Às vezes, surge uma objeção de que o sacrifício pascal não era considerado expiação; ao contrário, a expiação foi fornecida aos judeus através dos sacrifícios no Yom Kipur (o Dia da Expiação). Portanto, Jesus, que foi morto na Páscoa e que é chamado de "nossa Páscoa" no Novo Testamento, não poderia ter sido uma expiação pelo pecado.

Existem duas maneiras de combater essa objeção. A primeira é simplesmente mostrar como Jesus também cumpriu o simbolismo de Yom Kipur. Jesus levou nossos pecados em Seu próprio corpo (1 Pedro 2:24) e provou a morte por todos os homens (Hebreus 2:9). Ao fazer isso, Ele ofereceu um sacrifício melhor do que o de Yom Kipur — melhor porque o sacrifício de Cristo era permanente, voluntário e não apenas cobria o pecado, mas o removia completamente (Hebreus 9:8-14).

A segunda maneira é salientar que a tradição judaica de fato via o sacrifício da Páscoa como sendo expiatório; isto é, o cordeiro removia o pecado da vista de Deus.
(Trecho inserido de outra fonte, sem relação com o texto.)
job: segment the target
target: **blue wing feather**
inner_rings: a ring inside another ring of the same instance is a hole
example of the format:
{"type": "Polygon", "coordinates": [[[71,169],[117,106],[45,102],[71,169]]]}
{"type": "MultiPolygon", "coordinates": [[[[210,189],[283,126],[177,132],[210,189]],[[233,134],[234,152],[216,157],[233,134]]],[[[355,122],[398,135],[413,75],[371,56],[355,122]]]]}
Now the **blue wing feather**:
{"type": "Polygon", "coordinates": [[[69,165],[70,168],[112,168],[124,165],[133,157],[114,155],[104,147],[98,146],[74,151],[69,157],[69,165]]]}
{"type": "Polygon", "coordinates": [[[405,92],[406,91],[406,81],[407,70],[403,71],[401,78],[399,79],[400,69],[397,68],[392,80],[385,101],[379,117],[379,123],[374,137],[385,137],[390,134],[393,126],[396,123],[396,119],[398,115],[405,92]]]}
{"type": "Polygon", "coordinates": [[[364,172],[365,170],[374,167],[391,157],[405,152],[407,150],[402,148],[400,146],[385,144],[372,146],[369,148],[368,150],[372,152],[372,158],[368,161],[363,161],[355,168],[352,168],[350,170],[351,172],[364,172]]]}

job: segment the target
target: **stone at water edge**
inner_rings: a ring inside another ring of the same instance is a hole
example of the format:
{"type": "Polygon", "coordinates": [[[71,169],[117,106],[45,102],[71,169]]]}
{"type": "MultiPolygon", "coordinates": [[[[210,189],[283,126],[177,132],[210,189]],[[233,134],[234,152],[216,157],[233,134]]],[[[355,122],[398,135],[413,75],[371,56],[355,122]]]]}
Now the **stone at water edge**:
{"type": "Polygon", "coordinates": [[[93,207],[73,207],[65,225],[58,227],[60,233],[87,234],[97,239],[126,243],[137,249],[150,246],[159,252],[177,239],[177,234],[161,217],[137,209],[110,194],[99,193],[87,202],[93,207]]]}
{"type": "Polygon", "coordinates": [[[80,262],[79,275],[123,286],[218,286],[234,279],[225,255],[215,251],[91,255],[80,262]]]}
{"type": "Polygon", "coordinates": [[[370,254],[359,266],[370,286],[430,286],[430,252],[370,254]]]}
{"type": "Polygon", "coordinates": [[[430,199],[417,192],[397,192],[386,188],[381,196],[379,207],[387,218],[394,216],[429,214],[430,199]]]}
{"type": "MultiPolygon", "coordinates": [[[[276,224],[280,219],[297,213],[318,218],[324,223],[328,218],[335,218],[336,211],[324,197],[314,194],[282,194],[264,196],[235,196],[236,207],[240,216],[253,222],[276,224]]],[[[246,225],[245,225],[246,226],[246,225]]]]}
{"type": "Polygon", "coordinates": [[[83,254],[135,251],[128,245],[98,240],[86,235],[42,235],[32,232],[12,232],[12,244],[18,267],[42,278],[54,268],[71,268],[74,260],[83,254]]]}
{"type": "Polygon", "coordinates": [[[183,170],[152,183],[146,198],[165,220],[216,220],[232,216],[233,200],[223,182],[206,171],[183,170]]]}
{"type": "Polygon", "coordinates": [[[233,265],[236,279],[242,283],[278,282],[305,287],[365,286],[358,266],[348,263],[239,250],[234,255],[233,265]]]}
O cordeiro da Páscoa morreu sob a ira derramada por Deus, cobrindo assim os pecados daquele que o oferecia. Aqui está o que Rashi, um respeitado comentarista judeu medieval, tem a dizer: "Vejo o sangue pascal e propicio você. . . . Misericordiosamente tenho pena de você por meio do sangue pascal e do sangue da circuncisão, e propicio suas almas" (Ex. R. 15, 35b, 35a).

Durante a décima e última praga no Egito, o sacrifício da Páscoa literalmente salvou indivíduos da morte (Êxodo 12:23). Com base na oferta redentora do sangue da Páscoa, o primogênito viveu. Mais uma vez, Rashi comenta: "É como se um rei dissesse a seus filhos: 'Saiba que julgo pessoas sob acusações capitais e as condeno. Dá-me, portanto, um presente, para que, caso você seja levado à minha cadeira de juiz, eu possa anular as acusações contra você.' Então Deus disse a Israel: 'Agora estou preocupado com as penas de morte, mas digo agora que terei piedade de você e, por causa do sangue da Páscoa e do sangue da circuncisão, vou expiar você" (Ex. R. 15.12 sobre Êxodo 12.10).

Os cordeiros da Páscoa trouxeram expiação às famílias judaicas crentes naquela noite de sinal de julgamento e redenção. O rabino Abraham ibn Ezra também vincula a Páscoa à expiação: "A marca de sangue foi designada como expiação por aqueles dentro da casa que participaram da oferta pascal, e também era um sinal para o anjo destruidor passar pela casa" (Soncino Chumash, pág. 388, em inglês).

Quando João Batista viu Cristo, ele apontou para Ele e disse: "Eis o Cordeiro de Deus, que tira o pecado do mundo!" (João 1:29). Jesus é o "cordeiro pascal" porque ficou calado diante de Seus acusadores (Isaías 53:7) e em Sua morte suportou a ira de Deus, preservou a vida de todos que confiam nEle e deu liberdade aos antigos escravos do pecado.